On Wed, May 30, 2012 at 9:57 AM, Steven Bellovin <s...@cs.columbia.edu> wrote:
>
> On May 29, 2012, at 7:01 22PM, Maarten Billemont wrote:
>
>> Dear readers,
>>
>> I've written an iOS / Mac application whose goal it is to produce passwords 
>> for any purpose.  I was really hoping for the opportunity to receive some 
>> critical feedback or review of the algorithm used[1].
>>
>> --
>> ABOUT
>>
>> With an increasing trend of web applications requiring users to register 
>> accounts, we find ourselves with countless accounts.  Ideally, each should 
>> have a different password, so that authenticating yourself for one account 
>> doesn't reveal your credentials of other accounts.  That becomes really hard 
>> when you've got tens or hundreds of passwords to remember.
>>
>> Solutions exist, mostly in the form of password "vaults" that list your 
>> passwords and get stored in an encrypted form.  Other solutions send your 
>> passwords off to be stored on some company's cloud service.
>>
>> Master Password is different in that it generates passwords based purely off 
>> of a user's master password and the name of the site.  That means you need 
>> no storage and have a fully offline algorithm that needs nothing more than 
>> what you can remember easily.
>> --
>>
>> I'm rather a notice in the field of security (certainly in comparison to 
>> some of you), and I was hoping that some of you might find the time to have 
>> a look at the algorithm and see if there are any obvious flaws or risks to 
>> the security and integrity of the solution.
>>
>> As a side-note, the iOS application, Master Password, is fully 
>> open-source[2] under the GPLv3.  If any of you speak fluent Objective-C, it 
>> would be awesome if they could have a peek at the source code as well.
>
>
> From a very quick glance, it looks to be about the same as
>
> @inproceedings{web-pw-gen,
>        Author = {J. Alex Halderman and Brent Waters and Edward W. Felten},
>        Booktitle = {Proc. 14th Intl. World Wide Web Conference},
>        Month = {May},
>        Title = {A Convenient Method for Securely Managing Passwords},
>        Url = 
> {http://userweb.cs.utexas.edu/~bwaters/publications/papers/www2005
> .pdf},
>        Year = 2005,
> }
>
> As someone else has noted, a crucial issue is that every site receives a
> function of your master password, the site name, and a counter that
> defaults to zero.  If they launch a password-guessing attack -- and I
> know you've made it expensive, but you can't go too far in that
> direction without making user password retrieval too time-consuming, and
> the attackers have GPUs, botnets, and things like EC2 to parallelize
> their work -- they can retrieve the master password and hence all of
> your others.  You can strengthen you scheme significantly by making the
> counter 8 bytes and starting it with some random value.
>
>
>                --Steve Bellovin, https://www.cs.columbia.edu/~smb
>

Indeed, this has been done many times before, and although that is true,
Mr. Billemont should still be congratulated for his insight and I'm sure
he will make money off the irobot community; even though he is probably
(almost surely) stepping on some patents and prior work of others.

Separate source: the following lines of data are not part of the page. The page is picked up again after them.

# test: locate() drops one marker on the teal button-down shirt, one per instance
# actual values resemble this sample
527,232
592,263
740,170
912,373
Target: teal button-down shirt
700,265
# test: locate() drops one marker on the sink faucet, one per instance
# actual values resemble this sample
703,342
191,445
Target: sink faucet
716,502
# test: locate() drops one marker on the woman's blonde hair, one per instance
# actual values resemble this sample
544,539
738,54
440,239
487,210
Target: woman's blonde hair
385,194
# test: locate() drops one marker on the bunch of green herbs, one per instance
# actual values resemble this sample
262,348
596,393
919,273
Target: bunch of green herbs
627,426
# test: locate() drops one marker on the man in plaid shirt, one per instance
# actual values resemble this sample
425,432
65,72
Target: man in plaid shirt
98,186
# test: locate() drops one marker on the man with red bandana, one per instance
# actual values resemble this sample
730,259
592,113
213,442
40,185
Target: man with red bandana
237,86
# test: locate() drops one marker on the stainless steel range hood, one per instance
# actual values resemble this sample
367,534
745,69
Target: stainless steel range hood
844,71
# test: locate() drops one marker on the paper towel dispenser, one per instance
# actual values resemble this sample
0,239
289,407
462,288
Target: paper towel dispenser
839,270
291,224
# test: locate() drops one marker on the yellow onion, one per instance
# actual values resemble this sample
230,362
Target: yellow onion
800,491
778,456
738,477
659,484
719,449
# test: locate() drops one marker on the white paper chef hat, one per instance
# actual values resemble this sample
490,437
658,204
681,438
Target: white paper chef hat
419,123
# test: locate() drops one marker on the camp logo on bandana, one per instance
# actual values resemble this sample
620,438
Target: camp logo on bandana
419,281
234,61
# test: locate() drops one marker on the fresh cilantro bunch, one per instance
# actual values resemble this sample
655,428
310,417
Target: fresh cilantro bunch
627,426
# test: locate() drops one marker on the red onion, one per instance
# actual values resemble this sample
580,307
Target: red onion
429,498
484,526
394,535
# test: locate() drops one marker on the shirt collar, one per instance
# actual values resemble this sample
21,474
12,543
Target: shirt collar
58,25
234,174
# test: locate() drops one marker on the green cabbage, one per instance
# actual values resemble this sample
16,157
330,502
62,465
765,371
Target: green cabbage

However Steve's modification does not fully repair this idea, in fact
it reduces the security given by the "master password" in comparison
to the random counter values to basically nothing.

As your new found secrets (the random counters) are stored plaintext
in the device (even if they aren't, so what? maybe we could encrypt
them with more random counters).

This leads to not only the scheme being completely device dependent
(try to ask a user to remember and IP, don't even consider 512 random bits)

And a device compromise being a terrible scenario. Obvious solutions
to this issue that I have considered are obviously flawed.

scrypt is also a terrible choice. Enjoy your free money.